PROJET INUTILE LYON TURIN FERROVIAIRE

UTILISONS LES INFRASTRUCTURES EXISTANTES

Projet

Le Lyon Turin au 20 heures de France 2 – Analyse d’une grande première !

Le Lyon Turin traité dans le 20 heures de France 2 le 22 mai, c’est l’espoir de voir plus de français s’intéresser à ce sujet. Alors il est important que les informations soient factuelles et que la communication du promoteur soit contrebalancée par une analyse des faits.

Nous vous proposons des précisions !

Lancement de Madame Lapix : L’Italie « compte revenir sur certains engagements européens et notamment le financement du fameux tunnel Lyon Turin. Les travaux ont pourtant déjà commencé »

Seuls les travaux d’études et de reconnaissances ont commencé. Les travaux définitifs devraient (conditionnel) être lancé cette année.

Au Sénat, la Ministre des transports, Madame Elisabeth Borne précise la situation du projet Lyon Turin, en réponse au sénateur Monsieur Guillaume Gontard, le 31 mars 2018 : « S’agissant du tunnel… les travaux de reconnaissances sont désormais réalisés à plus de 75% avec plus de 23 km percés à ce jour. Les travaux définitifs du tunnel devraient être lancés au cours de l’année 2018.»

Voir l’article du 15 avril : La Ministre fait le point

La réponse d’Elisabeth Borne : Vidéo

Commentaires de la journaliste Madame Claire Colnet :

1/ « Un projet imaginé pour désengorger les Alpes des camions »

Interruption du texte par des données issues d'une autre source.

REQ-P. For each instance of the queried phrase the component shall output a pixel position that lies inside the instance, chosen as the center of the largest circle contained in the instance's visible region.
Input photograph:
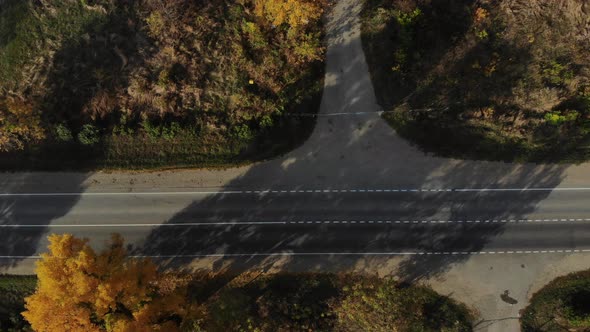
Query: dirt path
(360, 151)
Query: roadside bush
(63, 133)
(89, 135)
(386, 305)
(562, 305)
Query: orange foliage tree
(295, 13)
(80, 290)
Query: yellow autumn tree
(81, 290)
(295, 13)
(19, 124)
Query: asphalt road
(306, 223)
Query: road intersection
(354, 197)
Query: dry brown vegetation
(156, 83)
(482, 79)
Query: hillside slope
(497, 80)
(150, 83)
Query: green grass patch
(328, 302)
(296, 302)
(154, 85)
(468, 80)
(13, 290)
(562, 305)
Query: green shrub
(557, 74)
(89, 135)
(242, 132)
(562, 305)
(559, 118)
(63, 133)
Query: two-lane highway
(305, 221)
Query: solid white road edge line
(307, 222)
(294, 191)
(409, 253)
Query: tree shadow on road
(356, 151)
(17, 244)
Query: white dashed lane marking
(400, 253)
(295, 191)
(307, 222)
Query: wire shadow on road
(351, 152)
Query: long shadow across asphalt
(354, 151)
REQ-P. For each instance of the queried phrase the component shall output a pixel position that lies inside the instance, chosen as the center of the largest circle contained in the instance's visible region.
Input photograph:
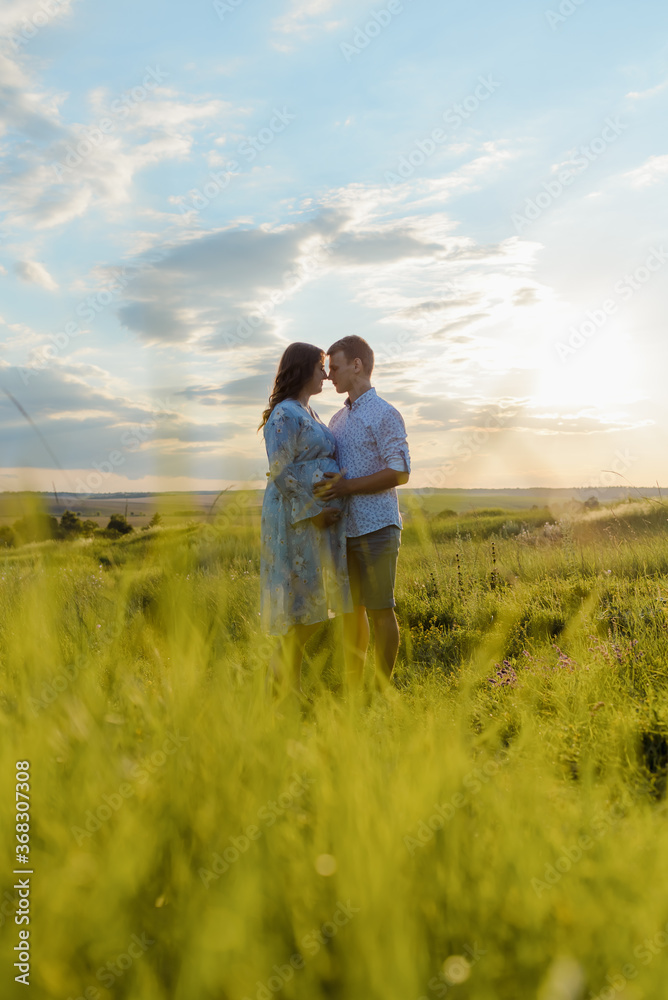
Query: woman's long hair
(294, 370)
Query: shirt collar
(366, 397)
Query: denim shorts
(372, 567)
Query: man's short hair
(355, 347)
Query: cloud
(82, 425)
(302, 21)
(56, 171)
(36, 273)
(644, 94)
(651, 172)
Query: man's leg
(386, 640)
(355, 643)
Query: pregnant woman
(304, 574)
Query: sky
(477, 189)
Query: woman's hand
(327, 517)
(332, 487)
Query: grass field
(494, 829)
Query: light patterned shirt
(370, 436)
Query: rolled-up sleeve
(392, 441)
(280, 437)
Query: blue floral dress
(303, 569)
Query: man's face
(341, 371)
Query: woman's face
(318, 377)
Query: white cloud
(33, 271)
(651, 172)
(652, 92)
(303, 20)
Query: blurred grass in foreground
(495, 829)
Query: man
(372, 451)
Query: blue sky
(476, 188)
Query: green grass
(520, 826)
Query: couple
(331, 527)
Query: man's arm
(376, 483)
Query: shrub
(119, 524)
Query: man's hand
(327, 517)
(332, 487)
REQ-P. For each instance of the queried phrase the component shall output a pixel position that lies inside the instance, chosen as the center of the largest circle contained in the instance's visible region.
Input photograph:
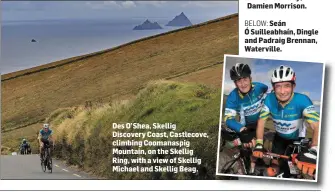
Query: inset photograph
(270, 118)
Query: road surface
(29, 167)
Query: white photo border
(220, 123)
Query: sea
(61, 39)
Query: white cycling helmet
(282, 74)
(46, 126)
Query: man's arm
(230, 114)
(264, 115)
(260, 129)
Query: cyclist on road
(45, 137)
(24, 145)
(245, 100)
(289, 111)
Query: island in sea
(180, 20)
(146, 25)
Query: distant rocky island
(180, 20)
(146, 25)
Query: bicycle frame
(236, 157)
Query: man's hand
(258, 150)
(306, 161)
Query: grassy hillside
(29, 96)
(85, 139)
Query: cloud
(152, 3)
(102, 4)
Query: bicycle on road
(46, 161)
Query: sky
(309, 75)
(44, 10)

En 35 ans les objectifs et l’argumentaire ont varié afin de justifier l’importance du projet. Dans les années 80, le Lyon Turin était en priorité une Ligne à Grande Vitesse pour le transport des voyageurs. Cet argument initial a été abandonné et le transport des marchandises est devenu la priorité. L’hypothèse de la saturation des infrastructures rendait la nouvelle liaison indispensable. Les prévisions de flux et de saturations se sont révélées erronées. Le Lyon Turin est donc devenu la solution pour favoriser le report modal et capter les marchandises qui transitent le long de la méditerranée ou détourner les flux orientés Nord Sud traversant la Suisse.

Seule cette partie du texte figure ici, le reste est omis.